OK, so just how do we achieve this advancing or  weighting of a seat bone?

Think of your pelvis being the joint in the hinge. I turned it so that one half represents the torso and the other half the thighs.  Now on a young or correctional horse, whenever you ask them to do something a  little ‘harder’ they may attempt to get you to change your position so  they don’t have to. It pretty soon became clear to me what was happening in my  own riding. I thought I was riding and keeping my pelvis at the correct angle, relative to the horse, but what was actually happening was that the horse was making me close the angle between my torso and thigh and I was  compensating by increasing the arch in my lower back, which caused me to stiffen and thus block the horse even more.

When I figured out that the horse was getting me to 'close' the hinge - by pushing her croup up and dropping her back- I  realised I had to keep the hinge 'open'. This didn't entail arching the back and  moving the pelvis; it meant not letting it be moved out of position in the first place by actively using muscles to hold it 'open'.'. This isn't a singular  positional 'hold' but one that constantly adjusts with all the nuances of the  horse's movement in order to give the appearance of the rider remaining 'still'.

If we start with the hinge completely open, at 180º, we have the equivalent of the 17th Century riders or even some modern mainstream dressage  riders (!). By playing around with different angles in the top and bottom you  can come up with versions of the chair and fork seat. But the ideal is a vertical top part (representing the straight line between shoulder and hip) and  a bottom part angled at 140º  (this represents the average angle in the  torso/thigh alignment in good riders). I  have made up a useful teaching aid by  attaching a second hinge at the end of the’ thigh’ to represent the knee joint  and show how the lower leg angles backwards from it.

This 'opening' and 'closing' of the hinge is also applicable in the sitting trot (and turns!) It's this constant adjustment that allows the rider's and horse's back movement to  become synchronised, the rider’s legs to ‘lengthen’ and it permits the hips to  swing with the motion in a way not noticed before.

Take Care: You may get anything from a 'warmness' to an 'intense burning'  sensation in either your hip area and/or the area where your torso and legs  join. This is a good sign :-) but don't overdo it. Back down and have a break  before trying again, otherwise you risk tearing/damaging muscles. Exactly the same as when gymnasticizing a horse, you want to increase your suppleness  gradually; it cannot be achieved instantly.

* In my case, the muscles I needed to engage more were the obliques, but you may need to  find your Psoas and/or Rectus Abdominis.

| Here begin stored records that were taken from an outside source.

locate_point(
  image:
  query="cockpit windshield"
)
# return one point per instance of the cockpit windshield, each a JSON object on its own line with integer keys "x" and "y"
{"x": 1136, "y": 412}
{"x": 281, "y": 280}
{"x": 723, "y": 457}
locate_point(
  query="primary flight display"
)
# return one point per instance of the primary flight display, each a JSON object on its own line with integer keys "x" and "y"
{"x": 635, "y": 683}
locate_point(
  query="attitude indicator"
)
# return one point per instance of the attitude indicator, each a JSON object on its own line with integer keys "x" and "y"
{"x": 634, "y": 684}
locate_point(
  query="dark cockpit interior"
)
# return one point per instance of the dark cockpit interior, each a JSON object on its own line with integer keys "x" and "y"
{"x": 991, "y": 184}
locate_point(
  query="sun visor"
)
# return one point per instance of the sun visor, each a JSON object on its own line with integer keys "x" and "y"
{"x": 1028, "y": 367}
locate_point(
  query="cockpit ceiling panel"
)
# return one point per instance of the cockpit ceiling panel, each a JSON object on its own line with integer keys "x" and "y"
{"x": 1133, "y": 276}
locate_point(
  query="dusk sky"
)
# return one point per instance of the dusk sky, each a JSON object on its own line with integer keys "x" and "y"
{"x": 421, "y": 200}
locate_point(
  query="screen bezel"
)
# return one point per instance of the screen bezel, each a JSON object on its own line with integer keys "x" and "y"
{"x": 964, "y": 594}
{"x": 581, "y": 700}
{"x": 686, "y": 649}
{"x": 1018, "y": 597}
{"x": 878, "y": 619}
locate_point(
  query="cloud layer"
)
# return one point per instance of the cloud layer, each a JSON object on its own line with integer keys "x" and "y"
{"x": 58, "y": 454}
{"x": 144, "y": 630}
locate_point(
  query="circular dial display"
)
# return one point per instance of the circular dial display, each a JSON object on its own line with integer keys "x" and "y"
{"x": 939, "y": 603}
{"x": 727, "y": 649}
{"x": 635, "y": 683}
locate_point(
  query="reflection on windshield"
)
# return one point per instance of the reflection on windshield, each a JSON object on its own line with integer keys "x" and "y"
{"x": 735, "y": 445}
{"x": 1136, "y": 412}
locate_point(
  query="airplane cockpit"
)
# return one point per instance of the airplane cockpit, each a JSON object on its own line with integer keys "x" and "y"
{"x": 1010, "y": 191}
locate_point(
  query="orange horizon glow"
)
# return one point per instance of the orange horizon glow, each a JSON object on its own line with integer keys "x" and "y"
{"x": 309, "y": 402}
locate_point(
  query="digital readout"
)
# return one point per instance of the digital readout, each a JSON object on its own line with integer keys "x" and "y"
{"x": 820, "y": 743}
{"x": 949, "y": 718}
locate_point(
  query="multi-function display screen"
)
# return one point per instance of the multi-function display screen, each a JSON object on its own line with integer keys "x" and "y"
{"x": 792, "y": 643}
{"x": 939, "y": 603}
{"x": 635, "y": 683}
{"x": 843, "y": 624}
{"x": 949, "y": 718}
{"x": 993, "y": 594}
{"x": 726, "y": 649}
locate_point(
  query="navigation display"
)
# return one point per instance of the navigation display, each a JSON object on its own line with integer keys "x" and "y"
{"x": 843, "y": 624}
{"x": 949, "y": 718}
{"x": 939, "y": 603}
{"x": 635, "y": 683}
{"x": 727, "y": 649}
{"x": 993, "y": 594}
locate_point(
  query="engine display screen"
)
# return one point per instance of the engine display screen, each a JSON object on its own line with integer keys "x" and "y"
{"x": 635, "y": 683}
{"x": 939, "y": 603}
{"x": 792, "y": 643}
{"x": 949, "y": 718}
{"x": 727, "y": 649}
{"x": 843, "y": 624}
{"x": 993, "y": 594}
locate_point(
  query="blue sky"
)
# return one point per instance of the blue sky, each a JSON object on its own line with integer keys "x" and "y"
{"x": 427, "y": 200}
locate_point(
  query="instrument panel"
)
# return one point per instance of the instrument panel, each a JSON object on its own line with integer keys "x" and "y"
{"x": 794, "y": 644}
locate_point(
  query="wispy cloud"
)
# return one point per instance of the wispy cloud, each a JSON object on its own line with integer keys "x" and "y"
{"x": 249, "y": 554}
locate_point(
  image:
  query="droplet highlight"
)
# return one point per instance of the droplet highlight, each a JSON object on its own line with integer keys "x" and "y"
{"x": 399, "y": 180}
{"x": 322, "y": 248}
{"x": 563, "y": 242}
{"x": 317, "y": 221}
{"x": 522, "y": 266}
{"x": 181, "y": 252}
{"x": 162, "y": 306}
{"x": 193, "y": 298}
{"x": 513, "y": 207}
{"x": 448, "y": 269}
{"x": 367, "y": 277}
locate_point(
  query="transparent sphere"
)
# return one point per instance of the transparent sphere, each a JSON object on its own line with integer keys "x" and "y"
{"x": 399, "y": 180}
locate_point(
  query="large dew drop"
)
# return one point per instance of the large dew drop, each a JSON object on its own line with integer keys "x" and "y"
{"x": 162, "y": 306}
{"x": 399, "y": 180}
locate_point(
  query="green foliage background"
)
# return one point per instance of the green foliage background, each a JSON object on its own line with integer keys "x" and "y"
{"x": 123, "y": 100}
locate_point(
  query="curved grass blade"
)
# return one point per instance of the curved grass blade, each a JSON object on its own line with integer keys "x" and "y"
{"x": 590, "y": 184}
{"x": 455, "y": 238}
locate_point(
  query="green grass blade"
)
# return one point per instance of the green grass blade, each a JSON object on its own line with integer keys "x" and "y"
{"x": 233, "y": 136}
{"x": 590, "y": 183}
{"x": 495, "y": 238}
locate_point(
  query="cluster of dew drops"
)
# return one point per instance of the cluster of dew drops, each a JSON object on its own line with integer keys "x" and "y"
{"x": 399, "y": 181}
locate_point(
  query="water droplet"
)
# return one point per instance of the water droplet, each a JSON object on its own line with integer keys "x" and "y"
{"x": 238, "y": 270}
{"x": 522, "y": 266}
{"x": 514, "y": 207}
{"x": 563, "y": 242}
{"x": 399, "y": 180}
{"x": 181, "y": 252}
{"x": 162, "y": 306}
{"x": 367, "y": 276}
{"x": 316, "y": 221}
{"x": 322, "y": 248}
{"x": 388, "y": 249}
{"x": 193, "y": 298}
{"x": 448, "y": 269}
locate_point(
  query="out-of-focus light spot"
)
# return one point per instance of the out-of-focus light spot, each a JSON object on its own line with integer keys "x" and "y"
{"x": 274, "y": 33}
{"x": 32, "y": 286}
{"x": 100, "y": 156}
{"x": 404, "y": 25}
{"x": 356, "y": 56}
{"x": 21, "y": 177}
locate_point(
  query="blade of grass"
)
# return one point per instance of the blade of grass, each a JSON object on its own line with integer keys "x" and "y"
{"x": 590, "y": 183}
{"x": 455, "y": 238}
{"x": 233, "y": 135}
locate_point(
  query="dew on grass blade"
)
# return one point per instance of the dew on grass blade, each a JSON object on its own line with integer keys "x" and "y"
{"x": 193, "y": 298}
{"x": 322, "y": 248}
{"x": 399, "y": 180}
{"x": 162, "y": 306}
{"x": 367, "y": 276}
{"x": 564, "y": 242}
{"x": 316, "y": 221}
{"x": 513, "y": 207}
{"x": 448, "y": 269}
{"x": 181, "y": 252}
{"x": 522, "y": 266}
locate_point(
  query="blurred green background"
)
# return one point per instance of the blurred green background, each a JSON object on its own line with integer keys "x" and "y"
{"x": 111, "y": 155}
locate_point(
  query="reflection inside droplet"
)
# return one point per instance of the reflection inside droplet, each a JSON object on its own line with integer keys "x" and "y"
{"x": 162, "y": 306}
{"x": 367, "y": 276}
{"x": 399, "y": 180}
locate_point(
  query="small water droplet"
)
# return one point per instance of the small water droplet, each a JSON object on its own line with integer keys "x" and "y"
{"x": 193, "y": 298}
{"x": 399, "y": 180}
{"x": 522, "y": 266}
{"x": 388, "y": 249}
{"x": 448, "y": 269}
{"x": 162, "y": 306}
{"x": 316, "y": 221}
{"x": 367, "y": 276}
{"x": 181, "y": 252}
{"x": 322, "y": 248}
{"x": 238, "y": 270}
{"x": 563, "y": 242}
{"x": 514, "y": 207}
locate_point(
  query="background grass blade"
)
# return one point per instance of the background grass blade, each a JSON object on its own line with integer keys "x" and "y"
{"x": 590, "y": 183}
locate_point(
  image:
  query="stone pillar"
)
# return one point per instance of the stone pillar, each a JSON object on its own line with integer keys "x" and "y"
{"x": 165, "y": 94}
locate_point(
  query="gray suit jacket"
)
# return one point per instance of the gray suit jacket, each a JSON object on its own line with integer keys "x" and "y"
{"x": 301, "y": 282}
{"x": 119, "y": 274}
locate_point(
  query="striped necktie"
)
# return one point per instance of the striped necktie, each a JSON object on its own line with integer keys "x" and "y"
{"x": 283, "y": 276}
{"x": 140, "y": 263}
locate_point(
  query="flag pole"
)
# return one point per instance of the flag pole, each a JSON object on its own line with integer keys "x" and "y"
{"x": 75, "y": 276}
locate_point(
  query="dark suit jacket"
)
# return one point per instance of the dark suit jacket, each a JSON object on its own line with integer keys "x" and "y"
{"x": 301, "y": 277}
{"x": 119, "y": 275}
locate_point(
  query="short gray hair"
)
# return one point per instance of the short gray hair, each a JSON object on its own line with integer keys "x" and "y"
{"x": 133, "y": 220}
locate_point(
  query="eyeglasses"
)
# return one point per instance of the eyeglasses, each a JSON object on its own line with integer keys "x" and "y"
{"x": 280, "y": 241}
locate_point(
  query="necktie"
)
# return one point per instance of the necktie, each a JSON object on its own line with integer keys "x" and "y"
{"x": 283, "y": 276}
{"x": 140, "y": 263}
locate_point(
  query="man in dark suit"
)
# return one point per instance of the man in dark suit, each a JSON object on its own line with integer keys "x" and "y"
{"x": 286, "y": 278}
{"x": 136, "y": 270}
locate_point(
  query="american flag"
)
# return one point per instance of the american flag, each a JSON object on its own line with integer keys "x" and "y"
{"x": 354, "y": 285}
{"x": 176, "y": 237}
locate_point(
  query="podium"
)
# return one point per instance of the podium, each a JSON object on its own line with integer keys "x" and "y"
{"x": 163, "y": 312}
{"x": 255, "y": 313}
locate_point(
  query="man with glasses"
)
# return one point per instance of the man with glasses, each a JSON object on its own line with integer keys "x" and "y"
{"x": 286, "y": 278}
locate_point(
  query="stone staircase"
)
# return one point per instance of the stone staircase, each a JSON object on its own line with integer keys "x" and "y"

Check out my Muscles page, if you aren’t sure where these important muscles are.

Regardless of which abdominal muscles you need to  engage, I expect you will need to discover your Iliotibial band (!).

The Iliotibial band is shown as the pink band that attaches to the top of the hip bone, and runs between the gluteus maximus and  the tensor fascia latae, down to the lower leg where it attaches just below the knee cap.

The way to engage the ITB (and although you can  practice this off horse it will give you a much better feel in the saddle) is to  attempt to stand pigeon-toed without actually moving anything. You use those  muscles to open the hips and to ‘snug’ the thigh into the saddle.

As with all riding muscles, these (and the abs that you need to find/engage) are not engaged permanently in a braced fashion. They must be controlled in a series of flexions and contractions within the horse's rhythm. One of my most frequently used instructions is: You cannot  begin to influence the horse until you are in the same rhythm.

This is one of those ‘mysterious’ pieces of the  puzzle that accomplished riders use without always being aware that they do so and this means it doesn’t get passed on. I hope I’ve made things a little clearer for you . If I haven’t please come back to me and Ill give it another  go!